Interestingly, because entropy only depends on probabilities and not labels, the recent swings in party from Obama-Trump-Biden-Trump hardly show up on the graph (because there have been relatively small shifts in vote share).
It’s maybe nothing we didn’t know already, but it’s a fun toy to play with nonetheless. It's nice to somehow quantify the idea that Russia has moved towards autocracy from Putin’s first win in an election with an effective 3.6 parties to his latest one with 1.6. Even that’s a long way from the 1994 Turkmenistan referendum with its effective number of outcomes being 1.001, in stark contrast to the 2022 French presidential election with an effective 6.8 candidates.
But I think there are a couple of serious lessons for us. Firstly, in the UK setting I’ve only focused on inputs (votes) and not on outputs (seats). I don’t want to get into an argument about the First Past The Post system, but it won’t have escaped Labour’s notice that their landslide majority was built on a very divided electorate. While in 2024 there was an overwhelming mood of “get the Tories out”, that feels unlikely to be such a strong motivation in 2029 when Labour will have to run for re-election based on their record.
Secondly, this fragmentation of the electorate makes the job of modellers and pollsters much harder. As I pointed out in 2022, the wide range of experiences of COVID infection and vaccination by then meant that we could no longer apply simple models that put people into a few categories. Similarly, now we are far away from two party politics, the classic Swingometer is no longer really a valid tool.
Since we need to track voters for perhaps six parties, there are fifteen different movements between pairs of parties to study, rather than just looking at overall headline vote shares. Since so many constituencies have their own local dynamics and different populations of voters, it may matter a lot whether there is a small Labour to Green swing or a Conservative to Reform one for example, and a traditional opinion poll with its wide margin of errors may not pick that up. It’s very much at that stage where more sophisticated modelling methods such as MRP might be required (even if many of these were quite inaccurate in predicting the 2024 election).

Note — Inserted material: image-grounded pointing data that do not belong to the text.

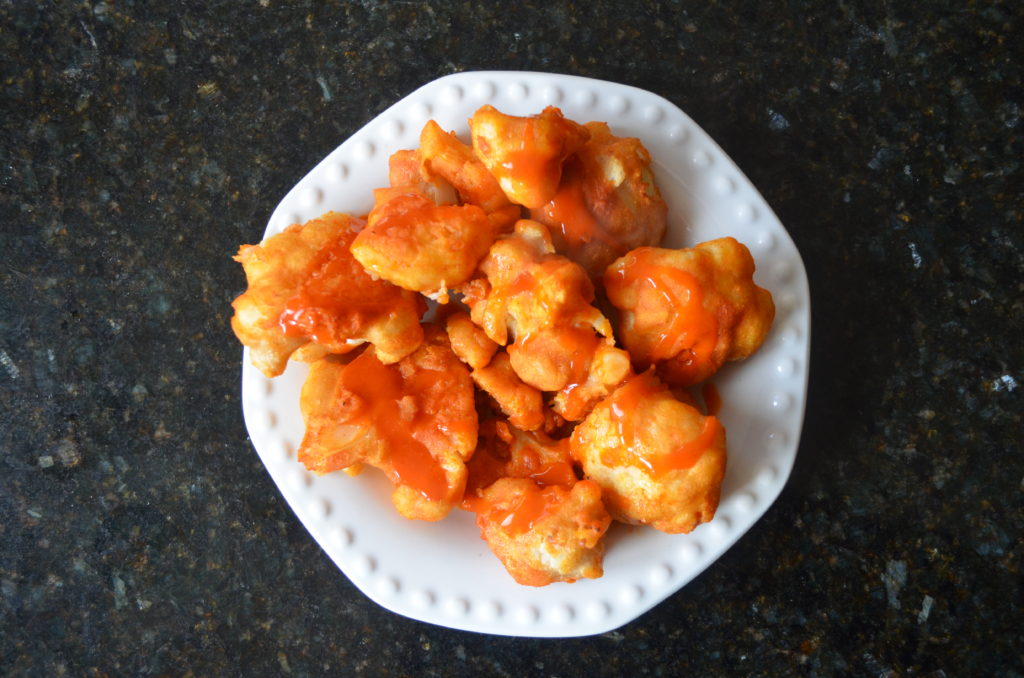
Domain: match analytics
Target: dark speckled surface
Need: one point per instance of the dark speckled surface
(141, 142)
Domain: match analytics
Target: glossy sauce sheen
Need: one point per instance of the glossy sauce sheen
(553, 473)
(526, 166)
(624, 407)
(379, 387)
(531, 506)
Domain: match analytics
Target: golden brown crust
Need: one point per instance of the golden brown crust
(726, 316)
(675, 499)
(295, 280)
(607, 203)
(562, 543)
(415, 420)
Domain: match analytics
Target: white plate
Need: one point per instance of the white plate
(443, 573)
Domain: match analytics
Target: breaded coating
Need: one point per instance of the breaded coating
(421, 246)
(415, 420)
(305, 287)
(525, 155)
(406, 174)
(545, 534)
(443, 155)
(689, 311)
(607, 203)
(468, 341)
(560, 341)
(504, 451)
(658, 461)
(522, 404)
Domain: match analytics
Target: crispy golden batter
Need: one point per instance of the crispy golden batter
(688, 311)
(421, 246)
(305, 287)
(522, 404)
(607, 203)
(545, 534)
(442, 155)
(543, 300)
(415, 420)
(658, 461)
(505, 451)
(525, 155)
(468, 341)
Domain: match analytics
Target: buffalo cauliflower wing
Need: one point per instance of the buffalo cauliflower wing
(689, 311)
(658, 461)
(421, 246)
(525, 155)
(306, 293)
(542, 301)
(415, 420)
(607, 202)
(544, 534)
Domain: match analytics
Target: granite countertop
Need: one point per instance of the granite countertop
(142, 142)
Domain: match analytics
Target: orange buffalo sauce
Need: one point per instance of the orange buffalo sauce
(691, 330)
(316, 309)
(531, 505)
(528, 167)
(625, 407)
(568, 212)
(712, 398)
(551, 473)
(378, 389)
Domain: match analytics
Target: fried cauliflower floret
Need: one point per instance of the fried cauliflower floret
(658, 461)
(468, 341)
(607, 203)
(504, 451)
(442, 155)
(406, 174)
(525, 154)
(304, 286)
(421, 246)
(689, 311)
(522, 404)
(415, 420)
(545, 534)
(560, 341)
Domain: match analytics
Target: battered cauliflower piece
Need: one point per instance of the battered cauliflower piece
(560, 341)
(689, 311)
(522, 404)
(442, 155)
(304, 286)
(406, 174)
(420, 246)
(468, 341)
(607, 203)
(658, 461)
(545, 534)
(525, 154)
(415, 420)
(504, 451)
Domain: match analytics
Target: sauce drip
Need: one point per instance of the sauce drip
(527, 167)
(532, 505)
(568, 212)
(624, 408)
(691, 330)
(712, 398)
(379, 389)
(552, 472)
(316, 310)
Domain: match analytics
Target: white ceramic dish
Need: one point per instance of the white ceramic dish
(443, 573)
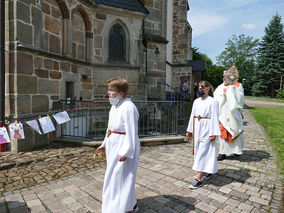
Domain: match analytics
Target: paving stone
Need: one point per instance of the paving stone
(61, 179)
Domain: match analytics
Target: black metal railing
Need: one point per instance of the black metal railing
(89, 119)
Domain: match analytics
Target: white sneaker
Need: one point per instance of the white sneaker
(206, 177)
(196, 184)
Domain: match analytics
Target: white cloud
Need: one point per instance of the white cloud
(203, 23)
(249, 26)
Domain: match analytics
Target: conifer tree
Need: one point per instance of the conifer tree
(270, 61)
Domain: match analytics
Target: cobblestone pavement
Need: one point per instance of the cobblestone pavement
(69, 180)
(253, 102)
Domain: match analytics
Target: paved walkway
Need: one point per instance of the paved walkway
(253, 102)
(69, 180)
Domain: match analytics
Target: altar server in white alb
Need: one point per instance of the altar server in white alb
(203, 126)
(122, 148)
(230, 95)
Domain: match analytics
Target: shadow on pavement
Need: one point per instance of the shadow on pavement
(166, 203)
(250, 156)
(227, 176)
(14, 207)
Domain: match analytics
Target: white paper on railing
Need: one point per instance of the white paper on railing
(4, 137)
(33, 124)
(16, 131)
(46, 124)
(61, 117)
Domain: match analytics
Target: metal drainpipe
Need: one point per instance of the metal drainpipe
(2, 67)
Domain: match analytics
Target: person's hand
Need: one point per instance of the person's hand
(101, 148)
(121, 158)
(188, 134)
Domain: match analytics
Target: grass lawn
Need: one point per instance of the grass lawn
(272, 119)
(266, 99)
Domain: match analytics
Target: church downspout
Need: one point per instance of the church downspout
(2, 67)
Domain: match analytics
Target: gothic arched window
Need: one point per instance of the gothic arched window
(117, 43)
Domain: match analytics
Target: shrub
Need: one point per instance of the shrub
(280, 94)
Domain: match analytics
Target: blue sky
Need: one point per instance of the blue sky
(215, 21)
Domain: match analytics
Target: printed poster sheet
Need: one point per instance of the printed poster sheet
(61, 117)
(46, 124)
(33, 124)
(16, 131)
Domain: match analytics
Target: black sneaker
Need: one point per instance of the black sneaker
(207, 177)
(221, 157)
(196, 184)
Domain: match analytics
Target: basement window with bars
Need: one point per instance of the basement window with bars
(117, 43)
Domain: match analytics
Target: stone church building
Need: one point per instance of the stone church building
(59, 49)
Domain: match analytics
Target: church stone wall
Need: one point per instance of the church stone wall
(52, 42)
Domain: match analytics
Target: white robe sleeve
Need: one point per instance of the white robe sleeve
(214, 129)
(190, 123)
(130, 117)
(108, 127)
(220, 96)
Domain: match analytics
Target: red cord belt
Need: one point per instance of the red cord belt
(198, 117)
(109, 132)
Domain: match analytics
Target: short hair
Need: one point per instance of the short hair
(206, 84)
(118, 83)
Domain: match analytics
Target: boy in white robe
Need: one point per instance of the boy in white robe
(122, 148)
(203, 126)
(230, 96)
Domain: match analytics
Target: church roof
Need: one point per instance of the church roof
(132, 5)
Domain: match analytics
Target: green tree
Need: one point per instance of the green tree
(212, 73)
(241, 50)
(270, 61)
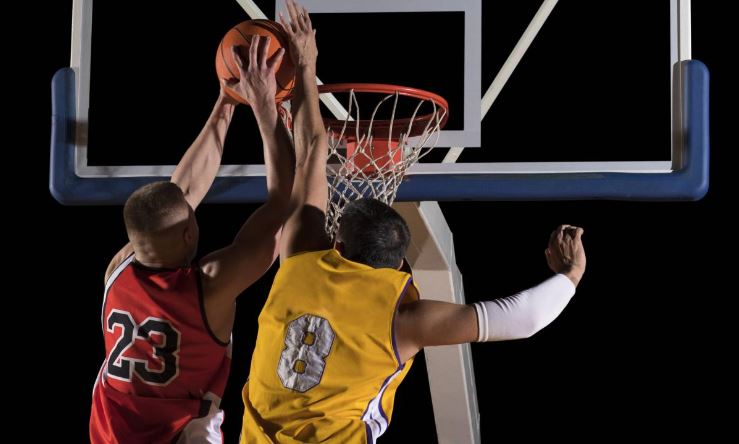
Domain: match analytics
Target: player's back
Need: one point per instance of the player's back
(325, 368)
(164, 372)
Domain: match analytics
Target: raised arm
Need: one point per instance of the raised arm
(229, 271)
(199, 165)
(426, 323)
(198, 168)
(305, 226)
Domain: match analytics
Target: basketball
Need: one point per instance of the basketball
(240, 35)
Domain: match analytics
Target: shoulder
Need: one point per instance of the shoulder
(120, 257)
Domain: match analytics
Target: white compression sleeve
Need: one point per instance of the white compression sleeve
(523, 314)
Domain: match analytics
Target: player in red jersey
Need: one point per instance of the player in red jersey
(166, 319)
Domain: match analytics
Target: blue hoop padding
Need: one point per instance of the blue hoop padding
(688, 183)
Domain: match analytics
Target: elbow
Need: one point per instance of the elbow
(531, 325)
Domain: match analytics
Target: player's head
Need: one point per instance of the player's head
(372, 233)
(160, 223)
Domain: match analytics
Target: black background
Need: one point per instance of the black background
(643, 350)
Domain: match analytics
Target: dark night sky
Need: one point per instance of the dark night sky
(642, 348)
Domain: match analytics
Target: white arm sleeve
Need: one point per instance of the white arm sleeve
(523, 314)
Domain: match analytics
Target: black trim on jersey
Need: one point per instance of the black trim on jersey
(204, 407)
(109, 284)
(201, 298)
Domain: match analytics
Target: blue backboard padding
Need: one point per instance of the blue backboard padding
(687, 183)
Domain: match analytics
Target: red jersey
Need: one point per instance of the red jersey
(165, 371)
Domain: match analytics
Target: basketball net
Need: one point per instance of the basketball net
(371, 158)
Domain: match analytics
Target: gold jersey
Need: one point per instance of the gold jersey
(325, 367)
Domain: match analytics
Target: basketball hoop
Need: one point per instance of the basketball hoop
(370, 157)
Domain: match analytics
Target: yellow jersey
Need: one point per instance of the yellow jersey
(325, 367)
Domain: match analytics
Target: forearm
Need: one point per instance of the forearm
(311, 149)
(308, 129)
(523, 314)
(198, 168)
(279, 156)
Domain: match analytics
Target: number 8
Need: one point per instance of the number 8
(308, 343)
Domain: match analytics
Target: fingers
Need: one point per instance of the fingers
(305, 19)
(275, 60)
(263, 51)
(299, 18)
(286, 25)
(254, 50)
(292, 10)
(238, 59)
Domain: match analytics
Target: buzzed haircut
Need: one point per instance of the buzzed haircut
(149, 208)
(373, 234)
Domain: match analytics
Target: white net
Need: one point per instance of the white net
(370, 158)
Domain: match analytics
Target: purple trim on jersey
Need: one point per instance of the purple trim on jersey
(392, 328)
(368, 430)
(379, 404)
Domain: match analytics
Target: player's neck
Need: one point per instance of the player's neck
(151, 258)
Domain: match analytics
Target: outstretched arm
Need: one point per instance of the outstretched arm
(199, 165)
(198, 168)
(229, 271)
(304, 229)
(427, 323)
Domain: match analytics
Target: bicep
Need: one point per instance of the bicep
(305, 230)
(232, 269)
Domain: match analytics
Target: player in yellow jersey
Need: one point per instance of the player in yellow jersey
(341, 325)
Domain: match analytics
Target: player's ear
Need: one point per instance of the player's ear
(187, 234)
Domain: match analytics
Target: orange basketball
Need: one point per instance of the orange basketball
(240, 35)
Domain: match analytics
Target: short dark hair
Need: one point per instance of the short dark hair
(148, 209)
(373, 234)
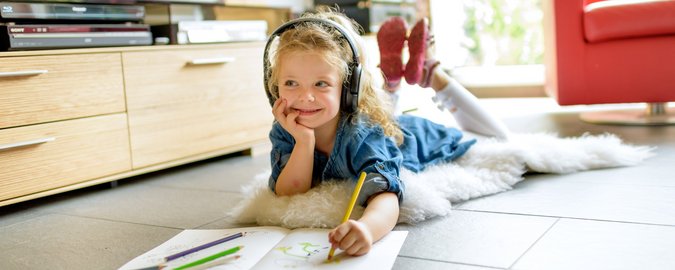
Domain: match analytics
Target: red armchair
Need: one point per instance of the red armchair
(619, 51)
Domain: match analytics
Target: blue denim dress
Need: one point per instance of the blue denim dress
(363, 146)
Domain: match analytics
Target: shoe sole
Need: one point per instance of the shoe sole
(390, 41)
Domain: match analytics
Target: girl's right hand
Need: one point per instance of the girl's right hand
(288, 121)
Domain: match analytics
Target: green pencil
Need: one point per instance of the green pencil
(210, 258)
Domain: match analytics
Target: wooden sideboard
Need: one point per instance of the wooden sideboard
(81, 117)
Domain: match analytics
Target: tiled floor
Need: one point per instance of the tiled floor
(621, 218)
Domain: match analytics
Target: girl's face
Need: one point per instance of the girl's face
(311, 86)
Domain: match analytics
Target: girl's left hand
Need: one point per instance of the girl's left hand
(353, 237)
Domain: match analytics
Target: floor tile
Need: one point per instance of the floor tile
(404, 263)
(67, 242)
(228, 173)
(16, 213)
(482, 239)
(558, 195)
(151, 205)
(583, 244)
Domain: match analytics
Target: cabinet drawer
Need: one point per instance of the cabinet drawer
(72, 151)
(38, 89)
(178, 107)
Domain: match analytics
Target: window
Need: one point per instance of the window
(491, 43)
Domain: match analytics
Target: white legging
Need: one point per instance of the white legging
(468, 112)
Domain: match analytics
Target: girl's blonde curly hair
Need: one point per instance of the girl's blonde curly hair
(329, 42)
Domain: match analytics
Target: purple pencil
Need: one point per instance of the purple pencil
(204, 246)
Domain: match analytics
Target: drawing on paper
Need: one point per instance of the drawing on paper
(303, 254)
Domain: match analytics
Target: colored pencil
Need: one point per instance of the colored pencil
(210, 258)
(352, 202)
(204, 246)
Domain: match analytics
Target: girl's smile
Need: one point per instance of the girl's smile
(311, 87)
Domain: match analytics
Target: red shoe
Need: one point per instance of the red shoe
(417, 47)
(390, 40)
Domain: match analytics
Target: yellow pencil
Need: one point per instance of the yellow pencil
(350, 207)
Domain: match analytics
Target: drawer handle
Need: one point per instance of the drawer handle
(8, 146)
(23, 73)
(211, 61)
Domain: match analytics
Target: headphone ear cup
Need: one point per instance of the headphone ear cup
(355, 87)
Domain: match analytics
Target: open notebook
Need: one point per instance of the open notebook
(270, 248)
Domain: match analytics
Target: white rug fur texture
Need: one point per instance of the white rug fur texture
(490, 166)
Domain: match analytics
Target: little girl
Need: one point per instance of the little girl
(317, 138)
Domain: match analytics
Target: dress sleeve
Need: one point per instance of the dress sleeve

Overall then, at least as long as we remain in this high entropy world, politics has the potential to be very volatile for the next few years, and the pollsters and opinion columnists will definitely have to earn their money.
Or I try to, when I get time these days
In fact, you don’t really need Shannon for this part. This is the argument of Hartley from 1928, twenty years before Shannon’s masterwork. Ecclesiastes 1:9 and all that.
I didn’t get into this, but we generally use base 2 logarithms, to make the unit of entropy the “bit” (in the sense of binary 0-1 digits).
I cheated, and lumped together all the parties below 5% as “The Rest”
How much does lumping the remaining 5% together as "the rest" distort the "true" effective number of parties? Can it be bounded?
Neat stuff, but the UK consists of three countries and one statelet, in some of which there are locally major parties that don't contest seats in the other three countries.
Hence, I'd like to see this analysis done for each of England, Wales, Scotland and the north of Ireland.